Final dataframe with accuracy as probability:


Unnamed: 0,accuracy,id,name
5,9.133333,19,Monster
639,9.130435,5114,Fullmetal Alchemist: Brotherhood
197,9.045455,457,Mushishi
255,9.0,601,Nekojiru-sou
832,8.941176,9253,Steins;Gate
14,8.857143,44,Rurouni Kenshin: Meiji Kenkaku Romantan - Tsui...
470,8.806452,2251,Baccano!
998,8.8,12355,Ookami Kodomo no Ame to Yuki
154,8.785714,339,Serial Experiments Lain
50,8.615385,97,Last Exile


In [20]:
print("Basing on your ratings, we may recommend you some of the great animes:")

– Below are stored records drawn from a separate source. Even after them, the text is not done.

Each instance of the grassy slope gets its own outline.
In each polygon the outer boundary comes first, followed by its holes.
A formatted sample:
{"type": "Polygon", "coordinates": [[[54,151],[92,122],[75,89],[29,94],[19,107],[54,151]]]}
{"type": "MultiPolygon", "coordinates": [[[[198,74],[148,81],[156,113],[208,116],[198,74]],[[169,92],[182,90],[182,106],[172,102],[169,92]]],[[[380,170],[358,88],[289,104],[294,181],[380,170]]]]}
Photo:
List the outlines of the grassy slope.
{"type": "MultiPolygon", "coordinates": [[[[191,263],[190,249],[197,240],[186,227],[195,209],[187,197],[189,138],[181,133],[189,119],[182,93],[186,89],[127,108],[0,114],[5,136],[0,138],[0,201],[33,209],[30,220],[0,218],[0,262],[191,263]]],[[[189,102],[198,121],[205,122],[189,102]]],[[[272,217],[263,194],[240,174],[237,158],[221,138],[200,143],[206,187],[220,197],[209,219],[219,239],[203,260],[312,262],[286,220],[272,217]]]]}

top10 = recommended_anime.sort_values(by='accuracy', ascending=False).head(10)['name'].tolist()

for x in top10:
    print("\t", x)

Basing on your ratings, we may recommend you some of the great animes:
	 Monster
	 Fullmetal Alchemist: Brotherhood
	 Mushishi
	 Nekojiru-sou
	 Steins;Gate
	 Rurouni Kenshin: Meiji Kenkaku Romantan - Tsuioku-hen
	 Baccano!
	 Ookami Kodomo no Ame to Yuki
	 Serial Experiments Lain
	 Last Exile


### Summary

1. We created a simple recommending system that uses **user-based collaborative filtering**.
2. It uses k-NN algorithm to find 200 of investigated user's closest nieghbors basing on their ratings.
3. Then it takes only animes that were rated by at least 10 of them , calculates mean ratio of their ratings and gives recommendation.